I have known for a long time that Baltimore is special. The achdus (unity), the tolerance of Jews who come from different backgrounds or make different choices, the incredible avoidance of loshon hora (gossip) have all impressed me ever since I moved here 14 years ago.
But what I did not realize was how much deep and profound kindness, true love for fellow Jews is found within our community. In large part I suppose this is because my family did not need to rely on the kindnesses of others – so while we knew Bikur Cholim and Chai Lifeline (among others) and good people existed, we did not really understand how these institutions and individuals can make all the difference for someone who needs help, who may be in a dark place and in need of ahava (love).
My personal saga started some weeks ago when my mother passed. I knew I would be spending a few days sitting shiva here in Baltimore, but I had no idea what it really meant to be a mourner sitting shiva beyond the formal technicalities. Baltimore showed me what it means to comfort the mourners: it started with Misaskim taking care of so many details and all the people who sent meals and helped with minyanim (prayer quorums). Most of all, people came and sat with me, and listened to me, and humored me. Misery shared is halved, and because, thank G-d, my mother lived a long and full life, I was able to talk about all that she accomplished and created in her lifetime. It was not a tragic shiva, but it was actually made sweet by all the people who came, sometimes multiple times, to sit and talk and listen and share. And it worked to comfort me, far beyond my expectations. People here care. And it really, truly matters. I had lost my mother, but you made sure I never felt alone.
Our lives have been a little … busy of late. While my mother was near the end of her life, one of our sons, a 16-year-old, was diagnosed with a non-cancerous tumor in his jaw. Thankfully, we live in an age where there are good solutions to these problems. The solutions are long and quite traumatic – but there are solutions. He went in for major surgery; in all, over 24 hours of surgery under general anesthetic to remove the jaw, replace it with a piece of his hip, use microsurgery to sew the blood vessels together… and then deal with all the complications.
This community was right with us every step of the way. Bikur Cholim sent meals, sometimes delivered by friends, sometimes by complete strangers. Chai Lifeline helped entertain the three younger children who were at home while their parents were switching off to ensure that one of us was always in the hospital. A friend of my son came to the hospital to read megillah for my wife so she did not have to leave the PICU. Others sat with her and me during the long surgeries, the waiting, and davening, and worrying.
People offered to help in any way they could, and it changed our entire understanding of how beautifully people in a community can love each other and support each other. Help with a minyan during shloshim with my wife in the hospital with the son in PICU? Sure! Help babysitting children so that I could even go to minyan during the shloshim? Absolutely! Meals for the family … wow. I am moved to tears as I write this, with appreciation and gratitude to each and every person who was involved, who gave.
Along the way, my son, in an entirely-unexpected side-effect, lost vision in one eye, becoming legally blind in that eye. This was discovered while he was still in the PICU, still dopey from the drugs, still valiantly trying to put a good face on the situation. The neural ophthalmologist on the case told us that because of likely damage to the optic nerve, there was a 90% chance that his vision would never improve beyond 20/500 with two huge blind spots in that eye as well.

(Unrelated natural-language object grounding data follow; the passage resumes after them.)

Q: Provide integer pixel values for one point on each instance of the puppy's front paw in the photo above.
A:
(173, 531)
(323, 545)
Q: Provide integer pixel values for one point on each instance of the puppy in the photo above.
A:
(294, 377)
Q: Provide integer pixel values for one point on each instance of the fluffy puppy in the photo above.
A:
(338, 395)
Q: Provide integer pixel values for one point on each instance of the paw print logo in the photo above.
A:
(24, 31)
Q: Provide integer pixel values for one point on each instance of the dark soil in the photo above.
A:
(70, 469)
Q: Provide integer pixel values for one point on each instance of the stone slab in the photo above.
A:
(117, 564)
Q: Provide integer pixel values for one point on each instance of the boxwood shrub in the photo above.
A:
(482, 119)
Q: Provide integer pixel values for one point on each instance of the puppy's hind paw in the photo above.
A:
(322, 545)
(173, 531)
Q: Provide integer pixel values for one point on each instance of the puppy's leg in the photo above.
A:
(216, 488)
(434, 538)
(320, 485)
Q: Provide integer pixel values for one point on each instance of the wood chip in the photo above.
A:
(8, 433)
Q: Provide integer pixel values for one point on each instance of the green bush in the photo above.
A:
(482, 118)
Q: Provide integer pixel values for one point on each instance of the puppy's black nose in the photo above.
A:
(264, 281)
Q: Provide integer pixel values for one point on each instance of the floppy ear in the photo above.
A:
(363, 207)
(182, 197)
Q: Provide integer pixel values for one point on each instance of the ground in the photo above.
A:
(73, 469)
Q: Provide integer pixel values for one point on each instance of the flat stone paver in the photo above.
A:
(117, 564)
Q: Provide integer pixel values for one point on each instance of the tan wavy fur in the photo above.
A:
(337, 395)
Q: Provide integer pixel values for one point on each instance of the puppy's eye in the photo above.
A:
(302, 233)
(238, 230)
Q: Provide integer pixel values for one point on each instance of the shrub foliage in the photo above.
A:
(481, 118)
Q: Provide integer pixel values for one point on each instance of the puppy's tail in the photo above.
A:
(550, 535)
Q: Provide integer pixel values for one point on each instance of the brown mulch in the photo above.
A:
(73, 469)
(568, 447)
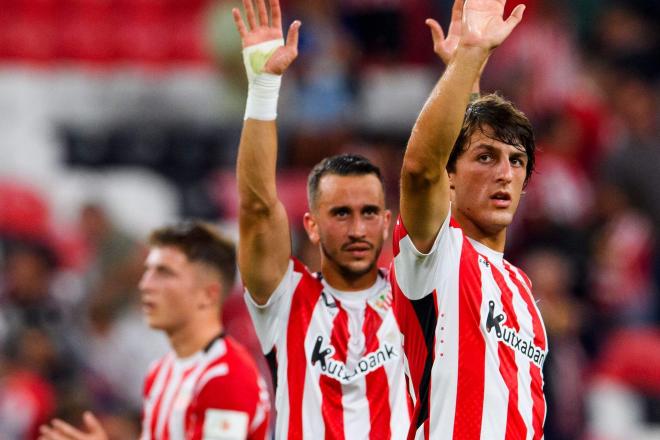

Maybe she was right. I don’t much care. Because something miraculous happened: his eyesight started improving… the blind spots started shrinking, and the vision started improving. We credit this entirely to the prayers of the community, to a dedicated psalms group that davened for him during all of his surgeries, to all the blessings in shul, to the learning dedicated to a complete recovery.
We did not do anything medically (there was nothing to be done). But people prayed, deeply, and from their souls. Jews in our community and in the broader world (some we know, and many we do not) took time out of their own very busy lives to pray that my son should recover his sight.
So far, it has worked. We went from a 16-year-old who was told that he would be blind in one eye for the rest of his life, to a boy who is improving day by day, who is now told by another neural ophthalmologist that there is reason to be optimistic that he can recover his sight entirely. We went from a life-threatening surgery that lasted many hours with many more complications than we (or the doctors) ever expected… to a boy who is starting to go back to school, to recover his strength, and who, in the next year or so, is expected to be fully recovered.
We only made it through because of you. Because of your thoughts. Because of endless acts of kindness and consideration. Because of your prayers. Because of the institutions we have created and nurtured in this community that try to think of everything, of every way they can possibly help someone in time of need.